Unlike all other supercars available in the market today, the design of 370Z is all but outrageous, something that will gel within the pool of cars rather than stand out! If you crave attention from your supercar, looks elsewhere, 370Z looks for attention through its engine and performance, rather than from its bland looks.
The all-black cabin does exude a sense of sportiness, but it’s neither luxurious nor it is something that will please you to the core. Overall, just like the exterior design, the interior is bland, but does exude a bit of sportiness.
Despite being dated, Nissan has given the 370Z updates time-to-time, and standard features include LED running lights and taillights, keyless ignition and entry, a rearview camera, cruise control, automatic climate control, auto-dimming rearview mirror, Bluetooth phone connectivity, and a six-speaker sound system.
Coming to the heart of the matter, the Nissan 370Z comes with a 3.7-liter V6 engine paired to either a six-speed manual transmission or a seven-speed automatic transmission. This engine produces 332 horsepower and 270 lb-ft of torque, but the Nismo version bumps it up to 350 hp and 276 lb-ft of torque.

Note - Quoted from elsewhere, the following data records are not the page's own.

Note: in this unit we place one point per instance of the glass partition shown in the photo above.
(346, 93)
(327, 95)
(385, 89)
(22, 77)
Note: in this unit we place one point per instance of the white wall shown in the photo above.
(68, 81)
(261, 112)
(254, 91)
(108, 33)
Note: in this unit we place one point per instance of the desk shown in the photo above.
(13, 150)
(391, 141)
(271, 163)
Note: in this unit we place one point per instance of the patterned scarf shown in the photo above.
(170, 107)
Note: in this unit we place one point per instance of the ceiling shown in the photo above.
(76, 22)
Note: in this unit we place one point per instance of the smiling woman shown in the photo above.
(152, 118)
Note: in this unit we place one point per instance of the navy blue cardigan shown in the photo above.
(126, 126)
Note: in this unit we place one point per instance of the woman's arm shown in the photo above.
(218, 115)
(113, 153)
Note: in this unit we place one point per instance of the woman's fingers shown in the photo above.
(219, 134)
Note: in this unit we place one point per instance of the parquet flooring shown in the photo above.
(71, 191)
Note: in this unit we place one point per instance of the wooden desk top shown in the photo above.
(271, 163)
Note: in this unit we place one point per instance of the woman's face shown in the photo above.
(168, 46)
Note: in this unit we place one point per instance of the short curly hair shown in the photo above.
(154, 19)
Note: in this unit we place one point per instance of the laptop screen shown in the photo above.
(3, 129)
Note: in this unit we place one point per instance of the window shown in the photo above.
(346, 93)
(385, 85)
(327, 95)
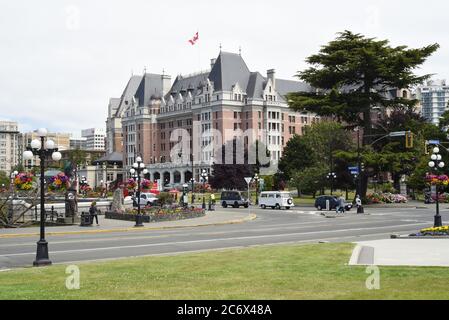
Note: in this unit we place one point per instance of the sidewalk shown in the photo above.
(108, 225)
(402, 252)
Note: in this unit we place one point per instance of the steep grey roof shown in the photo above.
(228, 70)
(128, 94)
(188, 83)
(114, 104)
(256, 85)
(283, 87)
(151, 85)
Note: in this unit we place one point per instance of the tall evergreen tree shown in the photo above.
(353, 74)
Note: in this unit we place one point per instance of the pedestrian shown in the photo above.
(341, 203)
(358, 202)
(93, 212)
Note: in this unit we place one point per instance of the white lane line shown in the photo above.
(208, 240)
(294, 226)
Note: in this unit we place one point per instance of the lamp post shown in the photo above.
(193, 190)
(137, 169)
(256, 178)
(42, 148)
(204, 177)
(83, 183)
(332, 176)
(105, 168)
(435, 164)
(12, 195)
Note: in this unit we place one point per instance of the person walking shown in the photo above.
(358, 202)
(93, 212)
(341, 203)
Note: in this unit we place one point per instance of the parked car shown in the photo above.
(321, 203)
(234, 199)
(276, 200)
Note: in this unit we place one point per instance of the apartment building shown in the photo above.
(213, 107)
(9, 146)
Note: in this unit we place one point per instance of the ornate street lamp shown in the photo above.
(42, 148)
(138, 169)
(332, 176)
(435, 164)
(204, 177)
(256, 178)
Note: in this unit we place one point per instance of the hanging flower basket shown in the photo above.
(24, 181)
(59, 182)
(146, 185)
(435, 180)
(131, 184)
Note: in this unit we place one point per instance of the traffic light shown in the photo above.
(409, 140)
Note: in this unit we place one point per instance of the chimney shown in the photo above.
(166, 84)
(271, 74)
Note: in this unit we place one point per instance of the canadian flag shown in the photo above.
(194, 39)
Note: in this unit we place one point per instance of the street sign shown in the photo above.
(397, 134)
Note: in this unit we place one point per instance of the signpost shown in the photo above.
(248, 181)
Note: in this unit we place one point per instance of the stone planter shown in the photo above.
(154, 217)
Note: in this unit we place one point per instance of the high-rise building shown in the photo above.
(9, 146)
(95, 138)
(228, 99)
(78, 143)
(434, 97)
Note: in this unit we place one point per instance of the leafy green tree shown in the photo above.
(297, 155)
(354, 74)
(4, 180)
(310, 180)
(318, 146)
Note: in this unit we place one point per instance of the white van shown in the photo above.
(276, 200)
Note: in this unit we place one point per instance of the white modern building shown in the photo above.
(434, 98)
(9, 146)
(78, 143)
(95, 138)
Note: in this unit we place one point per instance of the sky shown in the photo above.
(61, 61)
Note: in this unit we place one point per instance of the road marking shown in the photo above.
(206, 241)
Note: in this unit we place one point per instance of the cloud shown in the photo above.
(63, 60)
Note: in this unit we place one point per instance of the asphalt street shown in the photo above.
(300, 225)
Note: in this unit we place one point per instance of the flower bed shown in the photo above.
(158, 214)
(59, 182)
(24, 181)
(377, 198)
(433, 232)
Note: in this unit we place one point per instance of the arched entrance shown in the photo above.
(188, 176)
(166, 178)
(177, 177)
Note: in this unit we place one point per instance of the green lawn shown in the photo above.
(274, 272)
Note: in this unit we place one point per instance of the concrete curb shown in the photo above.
(251, 217)
(362, 256)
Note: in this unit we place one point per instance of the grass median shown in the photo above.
(318, 271)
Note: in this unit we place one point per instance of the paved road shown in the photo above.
(271, 227)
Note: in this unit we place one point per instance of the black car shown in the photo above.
(321, 203)
(234, 199)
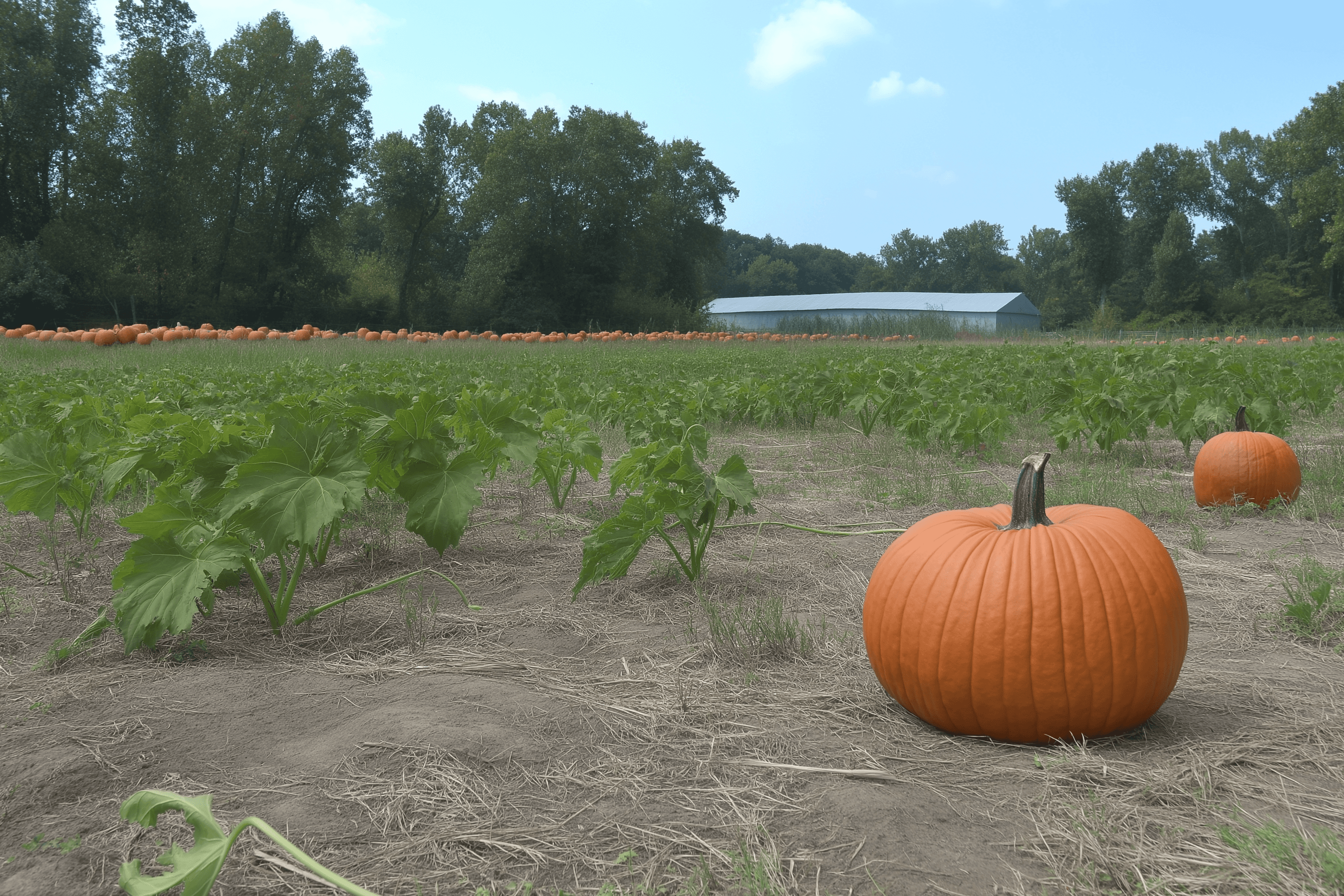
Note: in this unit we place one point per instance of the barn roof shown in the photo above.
(967, 302)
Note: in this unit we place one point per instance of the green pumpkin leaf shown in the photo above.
(610, 548)
(160, 520)
(303, 480)
(159, 580)
(442, 496)
(32, 474)
(196, 870)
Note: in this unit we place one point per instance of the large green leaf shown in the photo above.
(160, 520)
(159, 580)
(32, 474)
(196, 870)
(303, 480)
(610, 548)
(442, 496)
(734, 482)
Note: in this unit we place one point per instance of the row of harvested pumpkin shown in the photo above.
(1019, 624)
(144, 335)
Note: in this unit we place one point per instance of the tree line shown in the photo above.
(1130, 256)
(244, 184)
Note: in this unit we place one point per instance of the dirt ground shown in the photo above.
(658, 736)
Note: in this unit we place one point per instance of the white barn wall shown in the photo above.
(980, 312)
(986, 322)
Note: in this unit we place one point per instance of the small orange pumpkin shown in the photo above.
(1244, 466)
(1008, 624)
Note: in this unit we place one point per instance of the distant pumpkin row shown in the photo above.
(143, 335)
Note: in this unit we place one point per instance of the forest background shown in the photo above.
(244, 184)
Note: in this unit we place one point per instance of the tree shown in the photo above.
(909, 262)
(1048, 277)
(1238, 192)
(1174, 290)
(290, 126)
(972, 260)
(772, 277)
(49, 53)
(1096, 228)
(30, 290)
(1159, 182)
(582, 218)
(1316, 144)
(417, 184)
(679, 242)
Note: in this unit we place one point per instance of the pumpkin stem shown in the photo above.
(1028, 498)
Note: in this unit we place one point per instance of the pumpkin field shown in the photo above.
(478, 618)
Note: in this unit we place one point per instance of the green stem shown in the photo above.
(324, 543)
(676, 554)
(808, 528)
(294, 580)
(698, 558)
(574, 476)
(380, 588)
(298, 855)
(1028, 496)
(284, 580)
(264, 590)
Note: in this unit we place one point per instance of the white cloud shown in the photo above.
(478, 93)
(924, 88)
(794, 40)
(335, 24)
(886, 88)
(893, 85)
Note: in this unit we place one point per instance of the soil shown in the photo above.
(647, 734)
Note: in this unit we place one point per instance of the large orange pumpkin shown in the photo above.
(1244, 466)
(1006, 622)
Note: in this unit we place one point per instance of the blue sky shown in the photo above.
(843, 122)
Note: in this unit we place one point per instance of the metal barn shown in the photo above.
(982, 312)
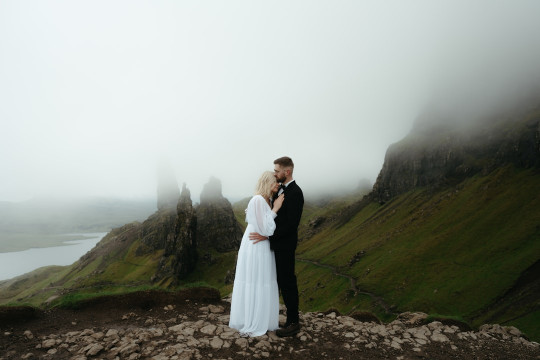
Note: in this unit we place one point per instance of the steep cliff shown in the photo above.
(437, 153)
(217, 227)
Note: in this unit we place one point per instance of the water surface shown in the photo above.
(16, 263)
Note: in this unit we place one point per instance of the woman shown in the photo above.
(255, 297)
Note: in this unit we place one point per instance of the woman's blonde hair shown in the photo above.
(265, 184)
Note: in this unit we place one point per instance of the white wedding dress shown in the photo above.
(255, 297)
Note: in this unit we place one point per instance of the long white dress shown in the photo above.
(255, 297)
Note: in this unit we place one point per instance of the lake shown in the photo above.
(17, 263)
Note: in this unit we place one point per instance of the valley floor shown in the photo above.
(193, 325)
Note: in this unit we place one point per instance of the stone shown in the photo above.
(208, 329)
(93, 349)
(216, 343)
(439, 337)
(49, 343)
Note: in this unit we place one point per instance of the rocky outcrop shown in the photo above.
(167, 191)
(201, 332)
(180, 254)
(217, 227)
(437, 154)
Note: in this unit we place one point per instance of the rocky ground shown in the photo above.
(194, 326)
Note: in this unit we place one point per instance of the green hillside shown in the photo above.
(455, 252)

The Nissan 370Z Convertible with 332 hp is a very capable car to drive, but comes nowhere close to modern supercars. Power delivery is linear to start off with, but as you build pace, you realise that this engine compensates for dated design of the car. Yes, the power and torque ratings are good, but they are still shy of competition. What must be complemented though is the driving charm offered by old school naturally aspirated engine. The car does 0-60 mph sprint in 5.3 seconds, which is good. Braking performance too is excellent, and the car stops without any nosedive. What lets the performance quotient down is the near lifeless steering, which fails to weigh up and doesn’t offer any sort of feel or feedback. Ride quality is good for the most part, thanks to a mature suspension setup.
The 370Z lacks modern safety features that competition offers. Standard equipment includes a rearview camera, but features such as blind-spot monitoring and adaptive cruise control aren’t available.
Despite being an aged model, the 370Z does impress with its performance. Although, the dated looks, bland interior and lack of safety kit robs away the charm that a convertible should offer. Nissan 370Z is a car for those, who crave for old school naturally aspirated engines and want some exclusivity.